Ushers require wages, but if their absence is keeping away customers, their absence costs more money than it saves. That's one problem with modern cinemas right there. Tune in for more curmudgeoning tomorrow...

Comments:
There is active discussion (although not active enough) within the film world as to how much attempts to deal with declining profits has actually driven away the audience. I read of one movie "mogul" who had not attended a movie at a regular theater for years. When he did so he was amazed and appalled at the sheer number and obnoxiousness of the trailers before the movie. I found it telling that someone who made his money selling movies had made such a little effort to experience what it was like for the average person to actually watch a film.
 
Going to the cinema can be a real event. Some cinemas are really tapped into their audiences. Picturehouse Cinemas do this very well. I was a faithful member of the City Screen in York for four years. Local artists displayed their work in the corridors, old movie posters tastefully adorned the walls, concessions were a reasonable price and weren't just things which you could get at a fraction of the price down the road.
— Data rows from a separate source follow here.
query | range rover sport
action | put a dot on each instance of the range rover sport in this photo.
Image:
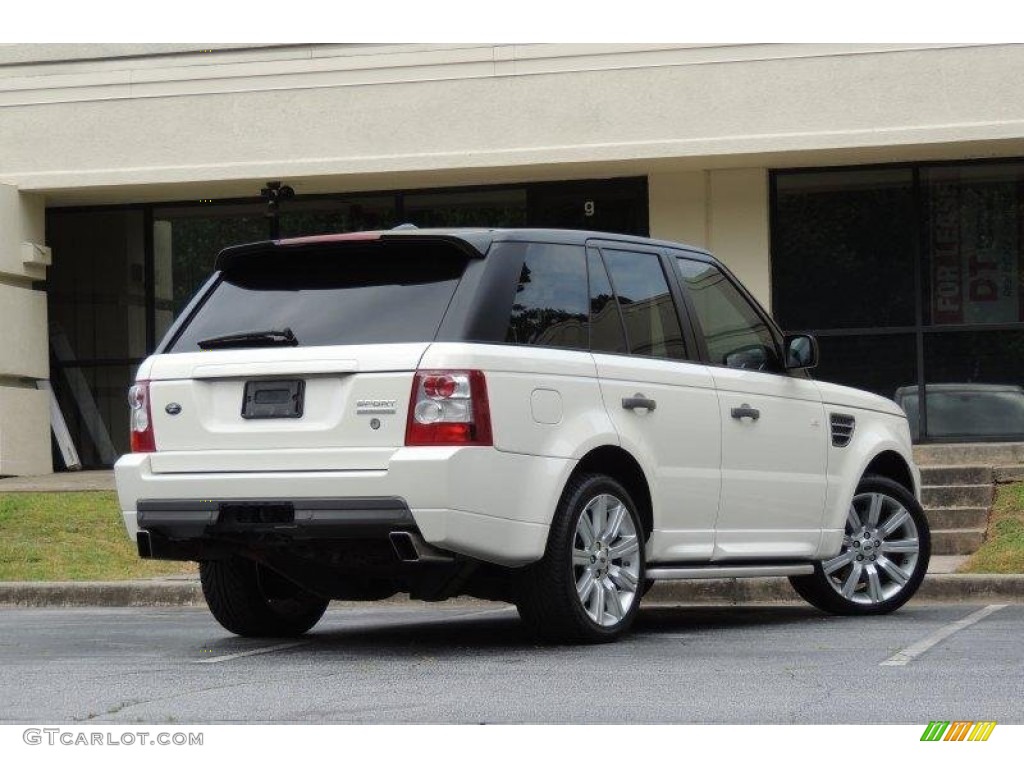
(551, 418)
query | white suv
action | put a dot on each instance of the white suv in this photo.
(552, 418)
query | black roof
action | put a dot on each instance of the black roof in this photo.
(475, 242)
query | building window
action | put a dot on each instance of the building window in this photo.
(911, 279)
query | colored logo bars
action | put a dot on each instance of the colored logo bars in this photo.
(958, 730)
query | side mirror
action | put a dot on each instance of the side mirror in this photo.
(801, 351)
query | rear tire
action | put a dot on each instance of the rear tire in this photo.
(885, 554)
(251, 600)
(587, 588)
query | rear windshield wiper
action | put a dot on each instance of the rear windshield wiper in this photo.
(283, 338)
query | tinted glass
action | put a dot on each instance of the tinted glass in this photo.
(186, 242)
(974, 384)
(605, 322)
(879, 364)
(651, 324)
(839, 238)
(733, 331)
(333, 296)
(975, 255)
(550, 304)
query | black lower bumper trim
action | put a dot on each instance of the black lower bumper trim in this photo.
(297, 518)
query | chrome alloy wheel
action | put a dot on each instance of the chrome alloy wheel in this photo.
(880, 551)
(606, 560)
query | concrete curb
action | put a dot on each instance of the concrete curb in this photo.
(937, 587)
(164, 593)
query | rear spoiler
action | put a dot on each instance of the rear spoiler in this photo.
(473, 243)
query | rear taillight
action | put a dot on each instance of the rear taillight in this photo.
(449, 408)
(140, 420)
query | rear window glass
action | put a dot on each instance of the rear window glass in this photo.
(550, 305)
(332, 295)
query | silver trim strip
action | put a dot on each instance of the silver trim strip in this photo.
(727, 571)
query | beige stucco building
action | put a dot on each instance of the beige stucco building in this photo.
(839, 182)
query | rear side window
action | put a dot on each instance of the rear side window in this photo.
(735, 334)
(332, 295)
(550, 304)
(648, 311)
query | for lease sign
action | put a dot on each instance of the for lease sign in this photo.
(975, 243)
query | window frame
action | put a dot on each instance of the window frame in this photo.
(691, 350)
(778, 338)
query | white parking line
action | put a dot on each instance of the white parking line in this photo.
(910, 652)
(253, 652)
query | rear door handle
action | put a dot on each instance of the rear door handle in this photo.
(638, 400)
(745, 412)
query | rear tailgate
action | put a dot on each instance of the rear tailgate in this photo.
(335, 332)
(353, 399)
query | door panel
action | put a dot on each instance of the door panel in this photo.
(773, 468)
(774, 441)
(678, 444)
(677, 441)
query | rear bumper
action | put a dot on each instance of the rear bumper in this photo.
(477, 502)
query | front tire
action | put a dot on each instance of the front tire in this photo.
(587, 588)
(251, 600)
(886, 549)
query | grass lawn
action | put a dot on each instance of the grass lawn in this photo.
(1003, 551)
(70, 537)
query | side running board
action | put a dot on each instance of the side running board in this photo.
(681, 573)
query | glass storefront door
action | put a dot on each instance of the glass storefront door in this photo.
(911, 278)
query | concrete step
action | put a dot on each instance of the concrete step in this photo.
(956, 541)
(945, 518)
(1011, 473)
(955, 496)
(956, 475)
(972, 454)
(945, 563)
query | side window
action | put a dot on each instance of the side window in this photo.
(605, 322)
(648, 311)
(550, 305)
(733, 331)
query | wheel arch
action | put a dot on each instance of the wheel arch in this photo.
(621, 465)
(893, 466)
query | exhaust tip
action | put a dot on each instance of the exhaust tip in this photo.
(144, 544)
(403, 546)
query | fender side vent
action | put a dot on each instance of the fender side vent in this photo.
(842, 428)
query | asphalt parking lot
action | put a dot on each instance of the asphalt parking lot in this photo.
(471, 663)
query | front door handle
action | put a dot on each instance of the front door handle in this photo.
(638, 400)
(745, 412)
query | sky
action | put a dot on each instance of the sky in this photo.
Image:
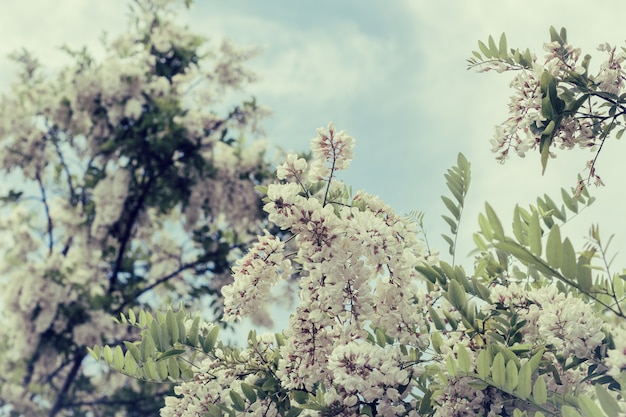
(393, 75)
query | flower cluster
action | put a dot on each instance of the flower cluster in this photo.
(558, 103)
(563, 322)
(355, 264)
(107, 156)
Members got two free tickets a year and a discount on tickets. The fantastic bar and restaurant was a cosy place to sit and eat [most beautiful fat chips in the country!]. You could take bar drinks into the cinema with you.
The programme of films was an eclectic mixture of indies and blockbusters, often showing old and cult classics as well. Q&A sessions via satellite were common features too.
They got a lot of mileage out of three screens and make a pretty profit. Best of all, you feel like you're paying for an experience which you couldn't get elsewhere.
I believe there are picturehouse cinemas in London, so I would urge you to give them a go. Nothing could be quite as nice as sitting for a post cinema drink on the riverside on a summer's evening in York, but I'm sure they could provide a pleasurable alternative.
 
I once saw The Rocky Horror Picture Show at the Prince Charles Cinema in Leicester Square back in 1991. It boggled me how (relatively) quiet the audience was when compared to an American Rocky Horror crowd.

On the other hand, they swore to me on a stack of Bibles that Richard O'Brien had been by the week before, so there's that.